Phaistos - also Phaestos and Phaestus - was an ancient city on the island of Crete. Map of Minoan CretePhaistos was located in the south-central portion of the island, about 3 1/2 miles from the sea. It was inhabited from about 4000 BC. A palace, dating from the Middle Bronze Age, was destroyed by an earthquake during the Late Bronze Age. Knossos and other Minoan sites were also destroyed at that time. The palace was later rebuilt toward the end of the Late Bronze Age. The area upon which Phaistos stood was the site where, in 1908, a curious clay disk, dating to about 1700 BC, and containing a sophisticated pictographic writing, was discovered.

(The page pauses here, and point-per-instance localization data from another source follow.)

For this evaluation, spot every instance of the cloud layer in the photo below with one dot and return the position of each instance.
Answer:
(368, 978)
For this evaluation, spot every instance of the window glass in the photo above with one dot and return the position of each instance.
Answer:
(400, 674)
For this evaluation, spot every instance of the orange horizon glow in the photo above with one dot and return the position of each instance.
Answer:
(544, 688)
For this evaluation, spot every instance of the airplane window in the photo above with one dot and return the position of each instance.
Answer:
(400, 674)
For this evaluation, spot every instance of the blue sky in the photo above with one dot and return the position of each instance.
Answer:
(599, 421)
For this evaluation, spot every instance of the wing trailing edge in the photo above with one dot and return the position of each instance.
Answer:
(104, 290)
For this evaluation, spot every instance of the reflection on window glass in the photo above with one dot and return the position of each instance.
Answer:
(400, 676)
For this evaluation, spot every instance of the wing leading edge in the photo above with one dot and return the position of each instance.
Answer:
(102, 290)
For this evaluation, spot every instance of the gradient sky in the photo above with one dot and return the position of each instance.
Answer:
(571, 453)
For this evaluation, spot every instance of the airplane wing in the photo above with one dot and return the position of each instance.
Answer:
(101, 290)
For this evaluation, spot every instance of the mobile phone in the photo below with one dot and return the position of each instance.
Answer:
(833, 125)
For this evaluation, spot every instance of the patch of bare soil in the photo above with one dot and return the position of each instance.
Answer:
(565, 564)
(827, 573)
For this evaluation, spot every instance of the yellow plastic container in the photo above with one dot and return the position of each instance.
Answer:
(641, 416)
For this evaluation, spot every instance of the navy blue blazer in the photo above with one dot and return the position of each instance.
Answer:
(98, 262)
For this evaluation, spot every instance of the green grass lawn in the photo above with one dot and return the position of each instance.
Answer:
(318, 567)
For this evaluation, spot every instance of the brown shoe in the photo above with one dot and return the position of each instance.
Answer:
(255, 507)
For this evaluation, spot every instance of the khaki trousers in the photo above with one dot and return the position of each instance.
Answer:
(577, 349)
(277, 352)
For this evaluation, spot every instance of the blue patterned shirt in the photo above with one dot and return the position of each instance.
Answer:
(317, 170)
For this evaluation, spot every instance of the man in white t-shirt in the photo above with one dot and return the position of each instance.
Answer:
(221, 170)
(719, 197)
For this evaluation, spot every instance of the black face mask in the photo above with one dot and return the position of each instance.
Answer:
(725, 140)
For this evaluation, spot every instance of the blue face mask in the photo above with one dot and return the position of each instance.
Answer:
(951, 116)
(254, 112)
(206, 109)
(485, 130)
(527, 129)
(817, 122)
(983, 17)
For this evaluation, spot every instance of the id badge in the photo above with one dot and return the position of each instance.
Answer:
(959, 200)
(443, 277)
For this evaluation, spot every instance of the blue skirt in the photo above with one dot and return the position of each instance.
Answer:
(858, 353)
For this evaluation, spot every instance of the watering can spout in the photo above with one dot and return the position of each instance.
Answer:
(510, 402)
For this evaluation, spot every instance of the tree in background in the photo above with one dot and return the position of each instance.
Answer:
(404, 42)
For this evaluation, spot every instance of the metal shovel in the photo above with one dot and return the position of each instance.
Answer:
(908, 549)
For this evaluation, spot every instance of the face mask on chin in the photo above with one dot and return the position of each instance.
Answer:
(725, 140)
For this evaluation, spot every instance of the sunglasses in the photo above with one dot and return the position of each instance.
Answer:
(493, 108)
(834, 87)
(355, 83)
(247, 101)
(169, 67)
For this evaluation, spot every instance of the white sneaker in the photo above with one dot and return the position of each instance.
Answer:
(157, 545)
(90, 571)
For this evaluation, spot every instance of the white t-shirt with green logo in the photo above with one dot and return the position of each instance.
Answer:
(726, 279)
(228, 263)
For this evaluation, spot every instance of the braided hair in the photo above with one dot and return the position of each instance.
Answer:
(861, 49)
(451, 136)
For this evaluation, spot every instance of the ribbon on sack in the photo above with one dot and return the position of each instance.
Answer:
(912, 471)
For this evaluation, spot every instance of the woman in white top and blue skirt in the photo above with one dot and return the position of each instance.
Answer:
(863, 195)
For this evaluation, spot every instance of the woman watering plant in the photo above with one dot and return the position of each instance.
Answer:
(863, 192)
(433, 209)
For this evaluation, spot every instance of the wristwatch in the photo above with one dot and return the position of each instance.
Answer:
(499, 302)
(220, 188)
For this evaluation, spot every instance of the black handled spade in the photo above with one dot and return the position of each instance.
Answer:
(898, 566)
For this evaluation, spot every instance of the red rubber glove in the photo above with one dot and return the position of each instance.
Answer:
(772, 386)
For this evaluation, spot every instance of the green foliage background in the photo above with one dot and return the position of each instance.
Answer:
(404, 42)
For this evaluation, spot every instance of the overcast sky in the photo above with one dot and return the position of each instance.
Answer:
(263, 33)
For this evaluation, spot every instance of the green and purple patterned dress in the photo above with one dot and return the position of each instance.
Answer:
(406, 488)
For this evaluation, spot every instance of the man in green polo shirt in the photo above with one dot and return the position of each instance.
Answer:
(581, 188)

The Phaistos Disk is a curious archaeological find, most likely dating from about 1700 BC. Its purpose and meaning, and even its original geographical place of manufacture, remain disputed, making it one of the most famous mysteries of archaeology.
The Phaistos Disc was discovered in the basement of room XL-101 of the Minoan palace-site of Phaistos, near Hagia Triada, on the south coast of Crete. Italian archaeologist Luigi Pernier recovered this remarkably intact "dish", about 15 cm in diameter and uniformly just over 1 cm thick, on July 3, 1908.
Luigi Pernier discovered the disc during his excavation of the first Minoan palace. It was found in the main cell of an underground "temple depository". These basement cells, only accessible from above, were neatly covered with a layer of fine plaster. Their context was poor in precious artifacts but rich in black earth and ashes, mixed with burnt bovine bones. In the northern part of the main cell, a few inches south-east of the disk, and about twenty inches above the floor, linear A tablet PH-1 was also found. The site apparently collapsed as a result of an earthquake, possibly linked with the explosive eruption of the Santorini volcano that affected large parts of the Mediterranean region ca. 1628 BC.
The inscription was made by pressing pre-formed hieroglyphic "seals" into the soft clay, in a clockwise sequence spiralling towards the disc's center. It was then baked at high temperature. There are a total of 241 figures on the disc.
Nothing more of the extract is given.